Getting steel for 9/11 memorial in Tallahassee was no easy chore for Terhune

A drawing of the 9/11 memorial was unveiled during ceremonies last week at the Red Cross building.
Photo by St. Clair Murraine
Michael Terhune stands by a trailer carrying a 3,500-pound piece of steel that will make a 9/11 memorial.
Photo by St. Clair Murraine

By St. Clair Murraine
Outlook Staff Writer

Tom Derzypolski walked to the podium, said a few words and then stopped as he looked at an 11-foot piece of steel beam from the fallen South Tower.

The steel, which brought back memories of the September 11 terrorist attack on the World Trade Center, lay on a trailer behind Derzypolski.

“I didn’t expect that to affect me,” he said.

Derzypolski was one of several speakers who showed up at the American Red Cross Capital Area office on Easterwood Drive to announce plans for construction of a memorial to mark the tragic day. It was also a day to celebrate the determination of Michael Terhune, who brought the piece of steel from the South Tower to Tallahassee.

A drawing of the memorial was unveiled, showing the 3,500-pound of steel mounted on a pentagon-shaped platform.

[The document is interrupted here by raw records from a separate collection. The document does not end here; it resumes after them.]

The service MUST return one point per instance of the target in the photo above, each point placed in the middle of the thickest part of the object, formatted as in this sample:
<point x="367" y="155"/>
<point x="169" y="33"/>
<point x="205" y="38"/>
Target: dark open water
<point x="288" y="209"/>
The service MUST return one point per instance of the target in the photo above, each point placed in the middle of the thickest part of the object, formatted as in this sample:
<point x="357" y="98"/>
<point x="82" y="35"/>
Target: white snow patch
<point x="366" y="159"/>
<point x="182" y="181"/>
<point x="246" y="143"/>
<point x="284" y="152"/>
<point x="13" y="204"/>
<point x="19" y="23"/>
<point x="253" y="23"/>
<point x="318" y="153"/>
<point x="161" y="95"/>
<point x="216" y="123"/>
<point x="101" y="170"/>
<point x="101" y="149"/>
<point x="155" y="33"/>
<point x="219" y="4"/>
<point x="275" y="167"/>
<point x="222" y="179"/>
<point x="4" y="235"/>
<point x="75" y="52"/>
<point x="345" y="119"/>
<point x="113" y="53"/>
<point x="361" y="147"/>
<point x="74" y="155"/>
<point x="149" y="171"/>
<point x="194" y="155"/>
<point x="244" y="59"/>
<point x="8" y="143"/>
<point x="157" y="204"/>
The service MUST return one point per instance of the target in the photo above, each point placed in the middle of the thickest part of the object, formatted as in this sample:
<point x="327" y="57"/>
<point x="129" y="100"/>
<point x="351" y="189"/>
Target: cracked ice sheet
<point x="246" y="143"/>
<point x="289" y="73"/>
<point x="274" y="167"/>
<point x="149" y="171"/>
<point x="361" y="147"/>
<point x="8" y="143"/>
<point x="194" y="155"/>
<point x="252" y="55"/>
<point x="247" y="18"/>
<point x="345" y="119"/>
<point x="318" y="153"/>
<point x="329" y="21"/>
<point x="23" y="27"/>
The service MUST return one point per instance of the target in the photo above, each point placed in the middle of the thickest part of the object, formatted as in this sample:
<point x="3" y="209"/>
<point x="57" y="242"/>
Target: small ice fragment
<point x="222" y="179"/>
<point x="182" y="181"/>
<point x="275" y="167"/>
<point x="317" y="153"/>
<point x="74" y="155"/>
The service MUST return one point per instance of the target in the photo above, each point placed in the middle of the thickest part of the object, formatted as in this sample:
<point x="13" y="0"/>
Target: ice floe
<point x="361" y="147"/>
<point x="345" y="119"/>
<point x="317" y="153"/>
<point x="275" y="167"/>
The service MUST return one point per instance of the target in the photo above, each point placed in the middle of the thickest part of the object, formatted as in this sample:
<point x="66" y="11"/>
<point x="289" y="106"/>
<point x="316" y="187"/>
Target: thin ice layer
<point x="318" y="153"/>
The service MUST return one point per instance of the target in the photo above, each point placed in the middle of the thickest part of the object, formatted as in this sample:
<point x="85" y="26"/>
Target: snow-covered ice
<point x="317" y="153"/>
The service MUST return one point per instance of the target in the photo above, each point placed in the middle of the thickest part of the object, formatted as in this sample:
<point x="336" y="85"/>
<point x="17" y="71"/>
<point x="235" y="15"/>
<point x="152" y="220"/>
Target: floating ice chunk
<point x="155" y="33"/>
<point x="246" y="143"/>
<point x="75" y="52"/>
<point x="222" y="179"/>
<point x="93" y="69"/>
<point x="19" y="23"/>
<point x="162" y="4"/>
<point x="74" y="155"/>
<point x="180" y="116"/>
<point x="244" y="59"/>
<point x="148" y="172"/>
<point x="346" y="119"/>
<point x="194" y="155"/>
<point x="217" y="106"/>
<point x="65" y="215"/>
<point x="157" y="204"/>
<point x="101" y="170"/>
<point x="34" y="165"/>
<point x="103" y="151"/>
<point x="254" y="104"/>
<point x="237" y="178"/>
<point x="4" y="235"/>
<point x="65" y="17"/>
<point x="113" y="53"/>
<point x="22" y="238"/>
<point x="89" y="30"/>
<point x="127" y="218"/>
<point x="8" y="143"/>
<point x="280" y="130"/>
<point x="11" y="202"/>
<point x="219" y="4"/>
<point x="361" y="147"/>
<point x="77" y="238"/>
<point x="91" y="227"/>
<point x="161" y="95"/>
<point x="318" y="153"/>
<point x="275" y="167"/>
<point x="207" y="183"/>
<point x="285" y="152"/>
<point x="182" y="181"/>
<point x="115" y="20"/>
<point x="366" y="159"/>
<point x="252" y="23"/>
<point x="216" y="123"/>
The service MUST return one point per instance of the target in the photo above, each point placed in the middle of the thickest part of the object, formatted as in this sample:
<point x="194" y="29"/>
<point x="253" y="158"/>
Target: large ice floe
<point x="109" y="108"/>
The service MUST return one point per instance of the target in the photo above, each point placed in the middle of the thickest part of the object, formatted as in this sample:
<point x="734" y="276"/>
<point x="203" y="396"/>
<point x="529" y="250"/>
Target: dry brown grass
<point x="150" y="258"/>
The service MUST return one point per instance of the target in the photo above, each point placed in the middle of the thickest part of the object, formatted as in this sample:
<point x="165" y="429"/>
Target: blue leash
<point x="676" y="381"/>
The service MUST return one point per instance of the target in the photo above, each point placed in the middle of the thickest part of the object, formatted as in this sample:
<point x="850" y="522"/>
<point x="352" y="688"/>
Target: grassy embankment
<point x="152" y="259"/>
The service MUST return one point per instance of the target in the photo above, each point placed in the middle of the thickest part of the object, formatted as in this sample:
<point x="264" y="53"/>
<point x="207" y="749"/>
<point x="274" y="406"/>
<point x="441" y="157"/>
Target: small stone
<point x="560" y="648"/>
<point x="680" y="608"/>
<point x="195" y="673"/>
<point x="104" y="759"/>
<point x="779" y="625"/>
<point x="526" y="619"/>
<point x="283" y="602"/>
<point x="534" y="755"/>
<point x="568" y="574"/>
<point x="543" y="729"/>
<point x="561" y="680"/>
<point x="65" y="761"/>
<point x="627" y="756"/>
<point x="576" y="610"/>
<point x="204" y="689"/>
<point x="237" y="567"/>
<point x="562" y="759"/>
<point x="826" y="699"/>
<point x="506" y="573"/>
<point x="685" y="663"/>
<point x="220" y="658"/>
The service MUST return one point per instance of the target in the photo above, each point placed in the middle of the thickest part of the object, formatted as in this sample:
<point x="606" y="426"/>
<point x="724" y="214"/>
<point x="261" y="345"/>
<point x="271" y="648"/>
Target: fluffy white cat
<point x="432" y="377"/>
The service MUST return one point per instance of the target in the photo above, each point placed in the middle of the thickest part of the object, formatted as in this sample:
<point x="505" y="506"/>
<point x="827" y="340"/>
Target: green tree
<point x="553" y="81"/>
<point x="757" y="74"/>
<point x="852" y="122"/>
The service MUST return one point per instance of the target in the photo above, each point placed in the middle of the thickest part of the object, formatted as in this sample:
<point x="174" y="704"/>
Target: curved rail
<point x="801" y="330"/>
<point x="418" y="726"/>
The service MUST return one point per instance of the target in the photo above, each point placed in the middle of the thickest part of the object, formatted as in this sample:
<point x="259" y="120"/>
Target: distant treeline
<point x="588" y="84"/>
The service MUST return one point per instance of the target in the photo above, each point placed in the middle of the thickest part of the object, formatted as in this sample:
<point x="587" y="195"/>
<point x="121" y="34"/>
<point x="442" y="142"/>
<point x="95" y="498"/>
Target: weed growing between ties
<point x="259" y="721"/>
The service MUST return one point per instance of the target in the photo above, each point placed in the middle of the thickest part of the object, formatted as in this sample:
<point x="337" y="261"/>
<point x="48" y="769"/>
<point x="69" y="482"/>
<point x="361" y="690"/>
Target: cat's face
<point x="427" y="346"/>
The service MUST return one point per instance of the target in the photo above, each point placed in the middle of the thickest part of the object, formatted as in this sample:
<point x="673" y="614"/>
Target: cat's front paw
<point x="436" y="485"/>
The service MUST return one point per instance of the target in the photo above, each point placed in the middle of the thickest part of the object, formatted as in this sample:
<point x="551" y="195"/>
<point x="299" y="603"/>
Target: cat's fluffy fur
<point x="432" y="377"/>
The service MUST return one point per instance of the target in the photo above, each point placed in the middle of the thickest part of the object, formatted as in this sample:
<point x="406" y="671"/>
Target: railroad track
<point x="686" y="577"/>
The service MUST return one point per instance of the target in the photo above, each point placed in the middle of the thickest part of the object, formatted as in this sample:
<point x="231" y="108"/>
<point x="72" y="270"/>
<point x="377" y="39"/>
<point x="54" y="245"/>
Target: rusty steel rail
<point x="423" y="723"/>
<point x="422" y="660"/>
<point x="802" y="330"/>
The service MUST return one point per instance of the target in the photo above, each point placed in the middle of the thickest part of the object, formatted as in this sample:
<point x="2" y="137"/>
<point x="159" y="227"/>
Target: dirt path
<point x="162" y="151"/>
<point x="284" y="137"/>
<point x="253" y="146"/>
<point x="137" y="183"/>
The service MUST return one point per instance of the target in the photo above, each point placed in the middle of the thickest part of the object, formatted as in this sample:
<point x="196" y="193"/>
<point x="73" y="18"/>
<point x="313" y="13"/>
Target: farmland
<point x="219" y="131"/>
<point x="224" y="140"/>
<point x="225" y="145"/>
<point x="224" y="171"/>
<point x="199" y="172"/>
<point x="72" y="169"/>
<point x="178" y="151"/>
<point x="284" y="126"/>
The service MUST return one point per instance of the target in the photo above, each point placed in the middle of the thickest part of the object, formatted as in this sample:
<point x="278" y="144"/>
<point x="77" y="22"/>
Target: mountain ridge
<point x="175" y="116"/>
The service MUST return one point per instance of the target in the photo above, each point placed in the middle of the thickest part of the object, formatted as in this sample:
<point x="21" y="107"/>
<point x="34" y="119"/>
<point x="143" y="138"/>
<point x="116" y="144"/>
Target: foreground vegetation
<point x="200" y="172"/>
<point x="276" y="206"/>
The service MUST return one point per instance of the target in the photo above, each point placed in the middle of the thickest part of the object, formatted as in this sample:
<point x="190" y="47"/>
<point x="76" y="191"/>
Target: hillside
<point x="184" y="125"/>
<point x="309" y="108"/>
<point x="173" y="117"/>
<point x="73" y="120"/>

It will be constructed in front of the Red Cross building, with completion targeted for late this year or early 2022, according to Mathieu Cavell, who runs Leon County Community and Media Relations.

In addition to the Red Cross and Leon County government, the project is being shepherded by the Knight Creative Communities Institute and Team Guardian, which will finance construction of the memorial. 

Derzypolski, chairman of the Red Cross board of directors, and Terhune, founder of Team Guardian, are Navy Corpsmen who were in Tallahassee at the time of the attack. They both wanted to be in New York to help, Terhune pleading with his supervisors to send him.

He eventually got there with the Navy Reserves. What he saw live and on television of the horrific day brought on his determination to memorialize the day. He recalled how he showed up to work with a Tallahassee Memorial HealthCare’s ambulance unit at about the time that the first of two planes struck the towers.

“It was very impactful to me,” he said. “The next day, I started posting all the pictures of the firefighters they lost. As the names came in, we posted them with candles.”

Eight years after the attack, Terhune completed a second deployment to Iraq. He immediately set out to get a piece of the fallen tower for a memorial in Tallahassee. It wouldn’t be easy, as he had to maneuver bureaucracy, including being told that he needed $2 million in insurance to move the steel himself.

He made a $4,000 investment to hire a shipping company that eventually made the delivery. Terhune insisted that he wasn’t going to give up because of how the fateful day touched his life.

“I was very affected by 9/11,” he said, adding that he would have gotten the project done “even if I had built the memorial in my front yard.”

Of course it didn’t come to that. The involvement of KCCI helped to remove some of the hurdles, said Shannon Colevecchio, a member of the KCCI’s Catalyst team.

The idea that Terhune brought was a perfect fit with KCCI’s mission, she said.

“Clearly that is a day that you could say is this generation’s Pearl Harbor,” Colevecchio said. “Everyone who was around and old enough on 9/11 remembers exactly where they were.”

After giving an overview of what transpired on Sept. 11 in 2001, County Commission Rick Minor explained the significance of having the memorial in the state’s capital city.

“It will offer a place for Leon County residents and visitors to reflect and remember, not only the nearly 3,000 people who lost their lives, but those brave first responders who mobilized after the plane struck the North Tower at 8:46 a.m. and those who came from all over the country to aid in the rescue and recovery effort as well as the many men and women (who) voluntarily enlisted to serve and protect their country in the wake of the tragedy,” Minor said. “Their sacrifices will not be forgotten.”

As it turns out, Florida was linked to the attack. President George W. Bush was at Emma E. Booker Elementary School in Sarasota when the first plane slammed into the World Trade Center. Bush’s brother, Jeb, was governor of the state, where some of the 19 terrorists trained for the attack.

When the memorial is completed, it will be “honorable,” Terhune said, adding that he will have lasting memory of the attack.

“Americans hope an attack like this will never happen again,” he said. “Through this memorial, Florida and the capital city will never forget.”